Am Dienstag der vergangenen Woche machte sie die Ausbürgerung schließlich überraschend rückgängig. Die im Jahr 1997 erfolgte Einbürgerung sei »bei rechtem Licht betrachtet« nicht in Zweifel zu ziehen, behauptete sie nun. Ein Großvater von Hirsi Ali soll ebenfalls diesen Nachnamen getragen haben. Im Gegenzug erpresste Verdonk von ihrer Parteikollegin ein öffentliches Schuldeingeständnis. Ali ließ sich notgedrungen darauf ein und verfasste ein entsprechendes Schreiben. Der Tageszeitung Standard zufolge sagte sie allerdings kurz darauf in ihrer neuen Heimat: »Ich hätte lieber eine andere Erklärung unterschrieben, aber ich war unter Zeitdruck.« Gleichzeitig meinte sie vorausschauend: »Diese Ministerin muss noch viel lernen.«

Zwei Tage später war die Regierungskoalition am Ende. Der kleinste Koalitionspartner, die linksliberale D 66, hat am Donnerstag wegen der schlechten Behandlung Alis die Regierung verlassen. Balken­ende kündigte daraufhin den Rücktritt seiner Regierung an. Im November sollen vorgezogene Neuwahlen stattfinden. Die linksliberale Opposition rechnet sich hierfür gute Chancen aus, da sie in Umfragen derzeit vor den Christdemokraten von Balkenende liegt.

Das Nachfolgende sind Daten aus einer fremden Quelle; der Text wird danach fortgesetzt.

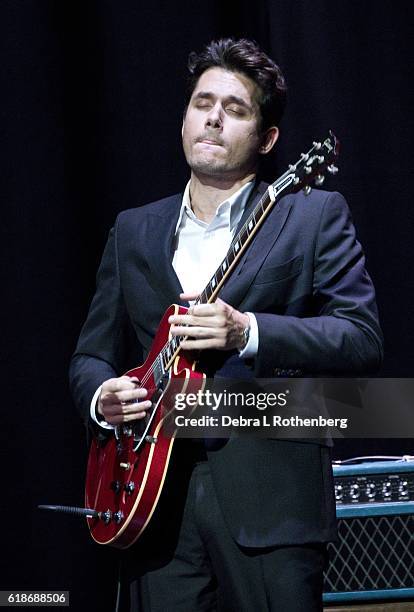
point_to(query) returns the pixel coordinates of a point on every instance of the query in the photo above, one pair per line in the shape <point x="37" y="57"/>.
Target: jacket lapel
<point x="159" y="235"/>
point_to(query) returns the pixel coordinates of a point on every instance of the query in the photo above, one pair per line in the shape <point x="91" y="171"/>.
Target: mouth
<point x="210" y="141"/>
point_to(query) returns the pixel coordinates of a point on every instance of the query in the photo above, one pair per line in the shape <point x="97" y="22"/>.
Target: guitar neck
<point x="244" y="236"/>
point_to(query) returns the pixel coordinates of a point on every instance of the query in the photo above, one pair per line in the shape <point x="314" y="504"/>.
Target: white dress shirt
<point x="200" y="247"/>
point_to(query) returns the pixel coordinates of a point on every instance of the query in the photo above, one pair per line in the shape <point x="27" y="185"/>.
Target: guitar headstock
<point x="313" y="165"/>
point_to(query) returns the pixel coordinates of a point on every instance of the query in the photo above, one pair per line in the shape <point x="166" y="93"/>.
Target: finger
<point x="120" y="410"/>
<point x="189" y="296"/>
<point x="131" y="395"/>
<point x="130" y="408"/>
<point x="202" y="344"/>
<point x="195" y="332"/>
<point x="113" y="385"/>
<point x="118" y="420"/>
<point x="197" y="317"/>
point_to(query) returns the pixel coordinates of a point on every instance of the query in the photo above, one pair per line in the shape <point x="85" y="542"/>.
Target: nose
<point x="214" y="117"/>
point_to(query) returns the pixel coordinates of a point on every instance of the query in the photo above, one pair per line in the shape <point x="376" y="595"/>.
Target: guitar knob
<point x="118" y="517"/>
<point x="106" y="516"/>
<point x="116" y="486"/>
<point x="129" y="487"/>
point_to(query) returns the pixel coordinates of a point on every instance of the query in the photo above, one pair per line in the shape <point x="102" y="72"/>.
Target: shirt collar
<point x="235" y="204"/>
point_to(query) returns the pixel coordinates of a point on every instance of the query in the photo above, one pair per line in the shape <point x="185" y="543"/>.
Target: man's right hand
<point x="122" y="400"/>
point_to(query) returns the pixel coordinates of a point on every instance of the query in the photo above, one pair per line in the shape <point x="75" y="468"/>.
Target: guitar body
<point x="126" y="472"/>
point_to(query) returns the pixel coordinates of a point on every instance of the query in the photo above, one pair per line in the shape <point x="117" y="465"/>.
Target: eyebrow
<point x="206" y="95"/>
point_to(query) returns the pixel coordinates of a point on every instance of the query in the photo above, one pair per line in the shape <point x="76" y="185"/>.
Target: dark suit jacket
<point x="304" y="278"/>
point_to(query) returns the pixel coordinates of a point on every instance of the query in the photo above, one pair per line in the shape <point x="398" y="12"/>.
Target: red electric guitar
<point x="125" y="474"/>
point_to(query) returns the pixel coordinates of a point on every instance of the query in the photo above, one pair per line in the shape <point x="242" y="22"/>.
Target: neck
<point x="207" y="193"/>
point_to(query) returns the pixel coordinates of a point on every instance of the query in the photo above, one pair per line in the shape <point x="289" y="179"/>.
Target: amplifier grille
<point x="374" y="553"/>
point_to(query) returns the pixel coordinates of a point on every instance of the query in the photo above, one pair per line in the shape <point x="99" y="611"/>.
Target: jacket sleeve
<point x="107" y="344"/>
<point x="344" y="336"/>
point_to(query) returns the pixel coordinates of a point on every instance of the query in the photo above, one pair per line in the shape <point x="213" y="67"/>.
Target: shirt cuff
<point x="92" y="411"/>
<point x="252" y="346"/>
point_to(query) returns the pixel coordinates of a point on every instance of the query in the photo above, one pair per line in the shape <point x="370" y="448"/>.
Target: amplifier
<point x="374" y="558"/>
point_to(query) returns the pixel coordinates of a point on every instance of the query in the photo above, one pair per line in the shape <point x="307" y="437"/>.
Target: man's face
<point x="221" y="126"/>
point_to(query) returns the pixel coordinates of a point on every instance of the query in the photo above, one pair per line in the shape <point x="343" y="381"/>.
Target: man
<point x="242" y="525"/>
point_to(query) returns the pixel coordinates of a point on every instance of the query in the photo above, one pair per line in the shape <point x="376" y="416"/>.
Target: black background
<point x="91" y="109"/>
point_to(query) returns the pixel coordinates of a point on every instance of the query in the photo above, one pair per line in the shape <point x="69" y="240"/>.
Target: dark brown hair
<point x="246" y="57"/>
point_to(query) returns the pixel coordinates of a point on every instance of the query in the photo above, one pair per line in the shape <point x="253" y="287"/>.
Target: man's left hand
<point x="210" y="326"/>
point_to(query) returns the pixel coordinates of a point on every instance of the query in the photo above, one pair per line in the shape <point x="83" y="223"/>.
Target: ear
<point x="269" y="138"/>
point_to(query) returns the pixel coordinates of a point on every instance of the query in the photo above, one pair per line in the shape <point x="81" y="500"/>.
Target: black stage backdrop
<point x="91" y="99"/>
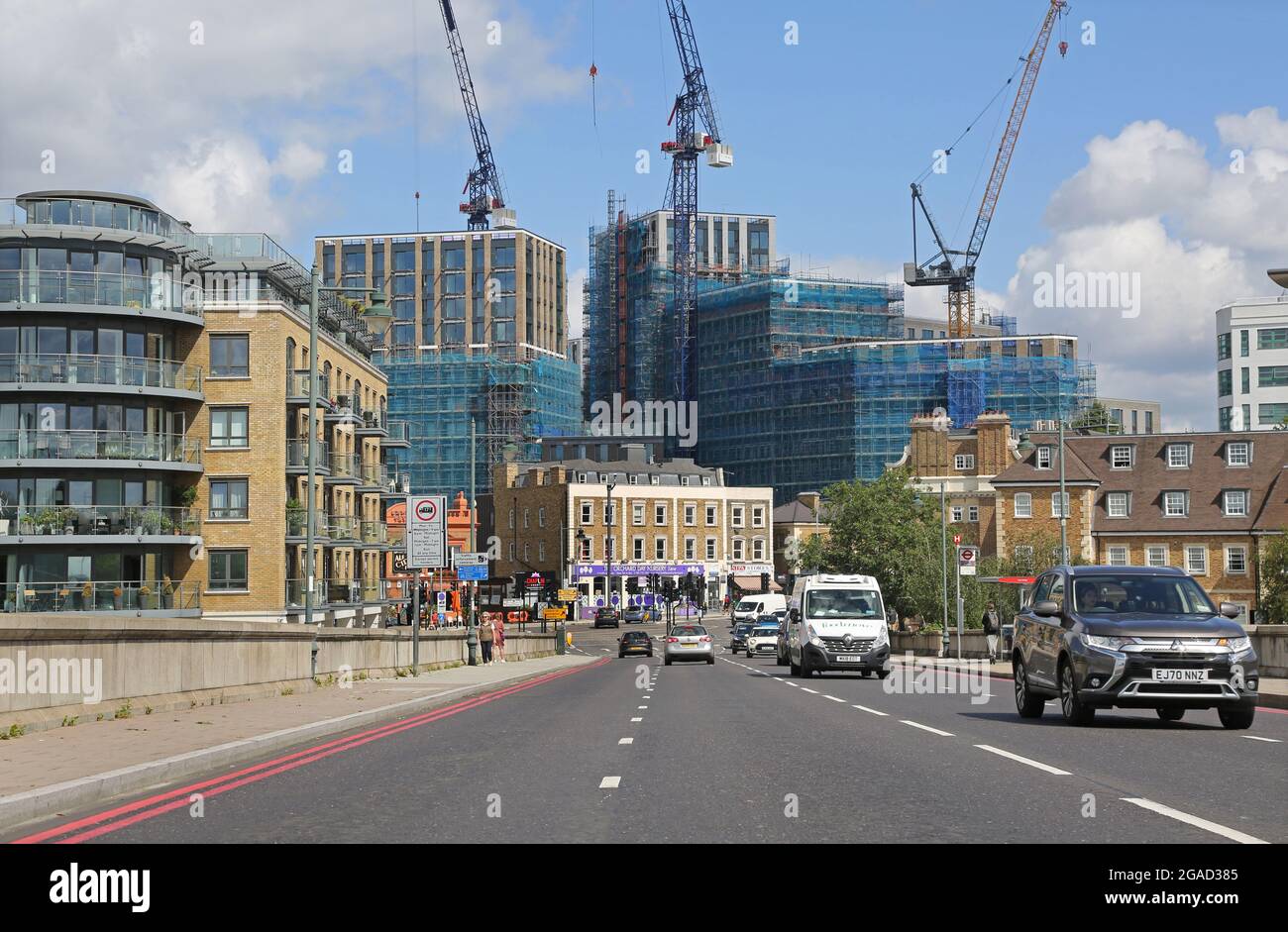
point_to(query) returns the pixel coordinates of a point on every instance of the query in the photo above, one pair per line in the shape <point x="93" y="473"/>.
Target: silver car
<point x="690" y="643"/>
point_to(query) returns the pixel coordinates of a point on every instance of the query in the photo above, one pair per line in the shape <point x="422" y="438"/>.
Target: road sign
<point x="426" y="532"/>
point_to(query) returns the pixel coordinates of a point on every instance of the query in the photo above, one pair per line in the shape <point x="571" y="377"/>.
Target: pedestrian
<point x="992" y="628"/>
<point x="487" y="631"/>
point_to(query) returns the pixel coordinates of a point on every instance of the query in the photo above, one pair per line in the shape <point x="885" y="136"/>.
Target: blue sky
<point x="244" y="128"/>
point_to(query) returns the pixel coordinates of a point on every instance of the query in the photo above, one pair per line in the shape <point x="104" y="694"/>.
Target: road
<point x="631" y="751"/>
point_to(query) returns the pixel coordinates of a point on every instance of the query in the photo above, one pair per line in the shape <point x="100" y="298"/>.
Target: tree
<point x="1274" y="579"/>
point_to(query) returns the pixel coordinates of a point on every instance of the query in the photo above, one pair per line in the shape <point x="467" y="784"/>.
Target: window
<point x="1234" y="502"/>
<point x="228" y="570"/>
<point x="228" y="428"/>
<point x="230" y="357"/>
<point x="227" y="498"/>
<point x="1176" y="503"/>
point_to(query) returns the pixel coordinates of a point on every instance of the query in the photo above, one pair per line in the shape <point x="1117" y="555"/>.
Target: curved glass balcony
<point x="63" y="368"/>
<point x="103" y="288"/>
<point x="98" y="445"/>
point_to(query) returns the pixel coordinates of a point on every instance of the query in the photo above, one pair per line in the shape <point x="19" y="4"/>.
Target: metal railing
<point x="95" y="520"/>
<point x="106" y="288"/>
<point x="80" y="595"/>
<point x="71" y="368"/>
<point x="97" y="445"/>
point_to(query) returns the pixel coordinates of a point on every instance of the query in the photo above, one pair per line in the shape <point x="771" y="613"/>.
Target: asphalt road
<point x="631" y="751"/>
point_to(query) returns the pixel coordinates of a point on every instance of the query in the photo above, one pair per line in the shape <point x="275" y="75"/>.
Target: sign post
<point x="426" y="549"/>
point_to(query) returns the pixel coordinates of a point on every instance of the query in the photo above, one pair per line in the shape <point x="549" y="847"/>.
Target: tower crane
<point x="956" y="267"/>
<point x="691" y="106"/>
<point x="483" y="183"/>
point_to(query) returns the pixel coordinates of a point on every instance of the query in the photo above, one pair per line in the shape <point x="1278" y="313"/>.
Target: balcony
<point x="116" y="292"/>
<point x="108" y="524"/>
<point x="297" y="456"/>
<point x="97" y="448"/>
<point x="141" y="597"/>
<point x="128" y="373"/>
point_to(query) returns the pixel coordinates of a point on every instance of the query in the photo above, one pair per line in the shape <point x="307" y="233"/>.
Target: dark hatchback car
<point x="635" y="643"/>
<point x="1131" y="638"/>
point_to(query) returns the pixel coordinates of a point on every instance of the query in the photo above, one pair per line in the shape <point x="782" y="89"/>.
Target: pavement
<point x="631" y="751"/>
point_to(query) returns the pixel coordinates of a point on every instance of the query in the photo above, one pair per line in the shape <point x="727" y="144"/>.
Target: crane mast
<point x="956" y="267"/>
<point x="483" y="183"/>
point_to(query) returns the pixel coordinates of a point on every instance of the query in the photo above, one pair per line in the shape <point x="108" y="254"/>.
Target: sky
<point x="1154" y="155"/>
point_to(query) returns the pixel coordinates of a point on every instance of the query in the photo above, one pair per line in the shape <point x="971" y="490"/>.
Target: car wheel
<point x="1236" y="718"/>
<point x="1025" y="703"/>
<point x="1070" y="705"/>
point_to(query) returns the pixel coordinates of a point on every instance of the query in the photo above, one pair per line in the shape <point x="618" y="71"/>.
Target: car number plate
<point x="1173" y="674"/>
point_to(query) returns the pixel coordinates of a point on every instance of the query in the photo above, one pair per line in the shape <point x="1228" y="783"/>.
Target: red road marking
<point x="179" y="797"/>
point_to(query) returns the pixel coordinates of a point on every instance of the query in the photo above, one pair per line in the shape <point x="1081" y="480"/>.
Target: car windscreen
<point x="1126" y="592"/>
<point x="842" y="604"/>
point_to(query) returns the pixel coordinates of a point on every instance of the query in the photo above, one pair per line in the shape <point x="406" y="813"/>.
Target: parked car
<point x="1131" y="638"/>
<point x="635" y="643"/>
<point x="690" y="643"/>
<point x="738" y="639"/>
<point x="763" y="640"/>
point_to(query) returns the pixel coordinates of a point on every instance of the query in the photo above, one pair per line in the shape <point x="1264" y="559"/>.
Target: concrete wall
<point x="163" y="664"/>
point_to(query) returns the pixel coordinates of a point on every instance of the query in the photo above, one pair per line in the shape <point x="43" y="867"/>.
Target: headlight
<point x="1107" y="643"/>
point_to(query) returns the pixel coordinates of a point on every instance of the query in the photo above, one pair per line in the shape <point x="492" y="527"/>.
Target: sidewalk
<point x="1273" y="691"/>
<point x="68" y="768"/>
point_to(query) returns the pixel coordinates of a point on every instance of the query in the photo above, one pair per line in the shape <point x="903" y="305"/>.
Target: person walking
<point x="992" y="628"/>
<point x="487" y="632"/>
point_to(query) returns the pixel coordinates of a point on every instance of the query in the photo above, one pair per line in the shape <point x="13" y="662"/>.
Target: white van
<point x="751" y="608"/>
<point x="837" y="622"/>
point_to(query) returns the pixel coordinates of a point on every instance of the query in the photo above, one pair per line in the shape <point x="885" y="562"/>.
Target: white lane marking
<point x="926" y="727"/>
<point x="1194" y="820"/>
<point x="864" y="708"/>
<point x="1029" y="761"/>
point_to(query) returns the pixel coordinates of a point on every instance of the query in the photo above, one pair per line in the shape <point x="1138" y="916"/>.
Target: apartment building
<point x="1203" y="502"/>
<point x="567" y="519"/>
<point x="1252" y="364"/>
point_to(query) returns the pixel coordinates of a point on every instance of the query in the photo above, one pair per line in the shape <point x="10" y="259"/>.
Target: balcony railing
<point x="80" y="595"/>
<point x="106" y="288"/>
<point x="63" y="368"/>
<point x="97" y="445"/>
<point x="97" y="520"/>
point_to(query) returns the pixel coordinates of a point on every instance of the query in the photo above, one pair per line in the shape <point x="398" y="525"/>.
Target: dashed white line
<point x="864" y="708"/>
<point x="926" y="727"/>
<point x="1215" y="828"/>
<point x="1029" y="761"/>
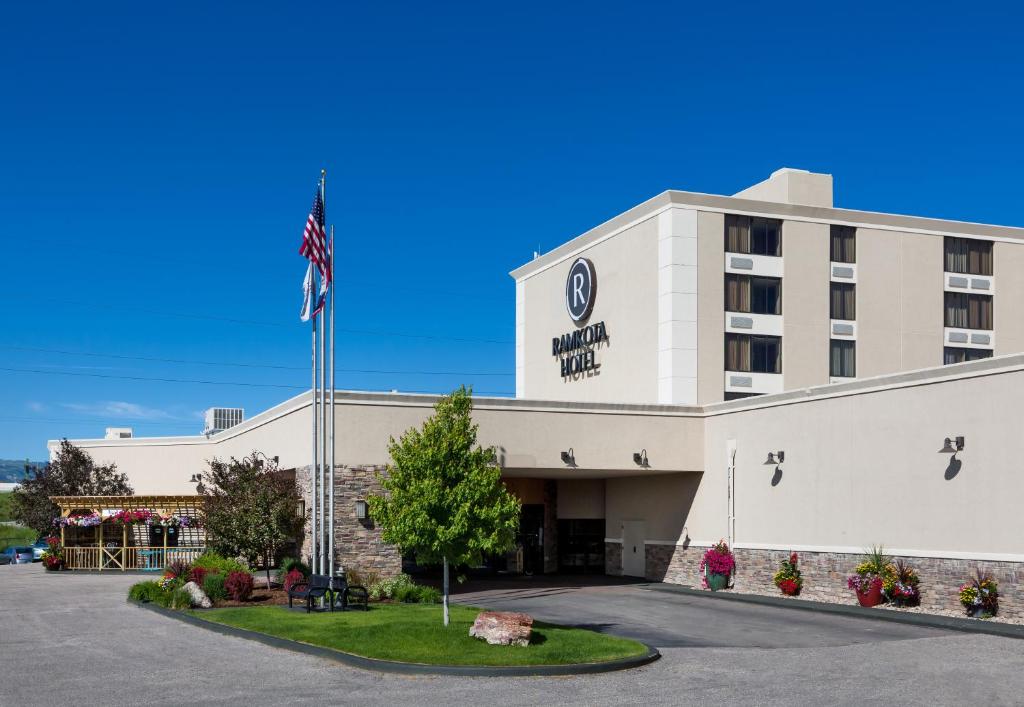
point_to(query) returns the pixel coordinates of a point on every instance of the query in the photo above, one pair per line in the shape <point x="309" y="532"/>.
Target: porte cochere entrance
<point x="122" y="533"/>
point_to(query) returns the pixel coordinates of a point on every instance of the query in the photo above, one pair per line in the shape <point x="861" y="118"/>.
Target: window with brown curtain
<point x="753" y="236"/>
<point x="954" y="355"/>
<point x="737" y="292"/>
<point x="968" y="310"/>
<point x="843" y="359"/>
<point x="754" y="295"/>
<point x="843" y="300"/>
<point x="747" y="354"/>
<point x="844" y="244"/>
<point x="968" y="256"/>
<point x="737" y="234"/>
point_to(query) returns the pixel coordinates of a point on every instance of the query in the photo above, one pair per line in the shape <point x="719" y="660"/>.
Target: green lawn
<point x="414" y="633"/>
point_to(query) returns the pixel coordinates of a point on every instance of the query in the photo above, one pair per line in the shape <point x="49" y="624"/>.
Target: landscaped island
<point x="413" y="633"/>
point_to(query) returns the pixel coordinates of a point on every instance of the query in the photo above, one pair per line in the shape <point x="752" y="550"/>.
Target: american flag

Dass sich D 66 aus der Regierung verabschiedete, ist vor allem dem Betreiben der neuen Parteivorsitzenden, Lousewies van der Laan, zu verdanken. Sie gehört zum sozialliberalen Flügel der Partei, dem die Politik der Koalition noch nie zusagte. Van der Laan hatte bereits während einer Nachtsitzung des Parlaments von Mittwoch auf Donnerstag der vergangenen Woche Verdonks Rücktritt gefordert. Balkenende gestand in der nächtlichen Debatte zwar indirekt ein, dass Ali erpresst worden sei, Konsequenzen zog er daraus aber nicht.

In den vergangenen Jahren kam Verdonk bei der Bevölkerung mit ihrer unbarmherzigen Abschiebepolitik gut an. Kurz vor der WM verweigerte sie, getreu ihrem Motto »Gesetz ist Gesetz«, einem der besten Spieler in Holland, Salomom Kalou, die schnelle Einbürgerung. Er sei nur ein mittelmäßiger Spieler und wolle mit dem Pass zu einem anderen europäischen Verein wechseln, vermutete sie. Nun wird sie auch für das schlechte Abschneiden der Mannschaft bei der WM verantwortlich gemacht. Kalou wird in Zukunft für den englischen Meister FC Chelsea spielen, und Verdonk muss wohl wirklich noch einiges lernen.